The prisoner said, “Your lies are failing already, Dazen. You just keep wondering who already knows, and how they’re plotting against you. Sweet dreams.”

“There are worse things than waking from a nightmare to find yourself in the arms of the woman you love. Say, waking in a cell. Sweet dreams to you too, brother.” Gavin touched the glass and it went dark, and once more the cell began its slow, slow rotation into the earth.

Gavin leaned against the cold wall, trying to calm his racing heart. It wasn’t a loss; he’d learned some things from his brother. First, he had indeed been cheating on Karris. Kip was Gavin’s bastard. Second, Gavin had known Kip’s mother—and she wasn’t a prostitute. If she had been, he would have said, “Karris would never take a harlot’s bastard.” Instead, he’d said, “That harlot’s bastard,” which meant he intended the word as a slur, not a description. Third—unless he was far, far smarter than Gavin gave him credit for, which was possible—the real Gavin still wasn’t getting information from the outside.

That was why Gavin had put all of this lies all in the past tense: Kip’s discovery. A month of not sharing a bed with Karris, decisions already made about raising Kip. If someone were passing him news, the prisoner would be confused by the chronological disparity—which, because it didn’t seem to serve a purpose, he wouldn’t expect to be a lie. Gavin didn’t expect his brother to voice his confusion, of course, but he was hoping to see it in his eyes. There had been none.

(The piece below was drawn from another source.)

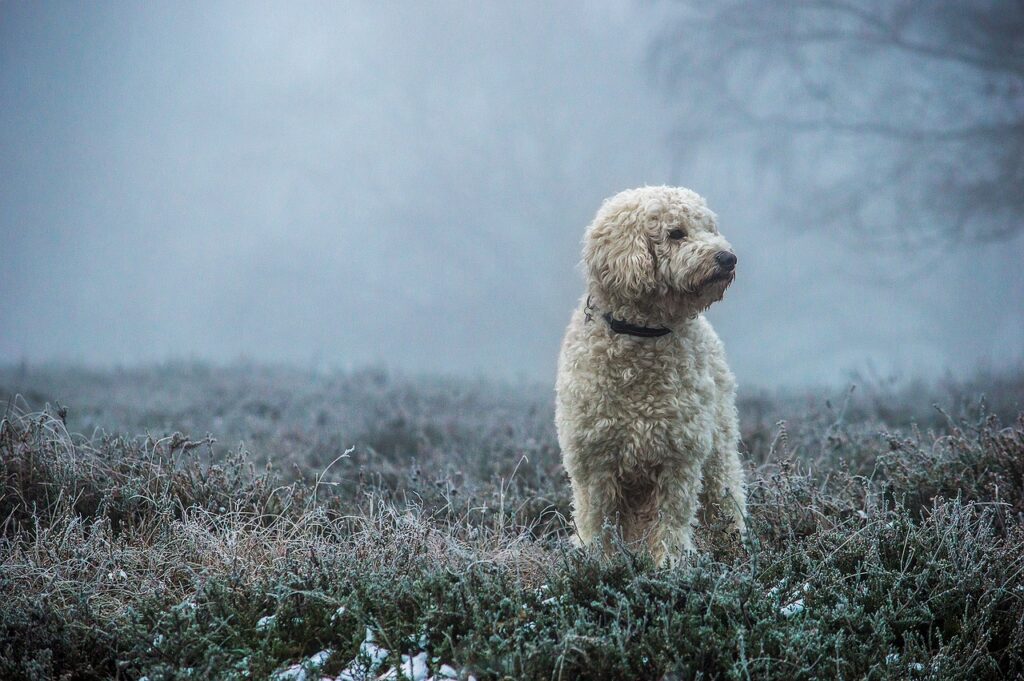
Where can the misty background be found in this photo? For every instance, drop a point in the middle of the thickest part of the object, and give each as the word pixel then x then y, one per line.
pixel 407 184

So Dazen wasn’t getting information from the outside, which meant he wasn’t plotting with this “Color Prince,” whoever the hell that was. So the Color Prince was merely using a retelling of the Prisms’ War to agitate dissent. All the world believed Gavin had won, and the Color Prince didn’t like how things had turned out, so he was pretending to be in league with the losing brother—whom he had no idea was actually alive. This Color Prince was a liar and an opportunist then, not a zealot who knew the truth.

Which meant there was only one place the Color Prince could be: Tyrea. Either King Garadul was the Color Prince himself, or the two were connected.

Thank you, brother. Very helpful. And you used to be better at lying than I was.

But after the prison finally settled into place, he checked and double-checked all his chromaturgy. Nothing was out of place. And yet, even as he ascended up the shaft and out of the evernight he’d created down here for his brother, he trembled. He was as trapped as Gavin was.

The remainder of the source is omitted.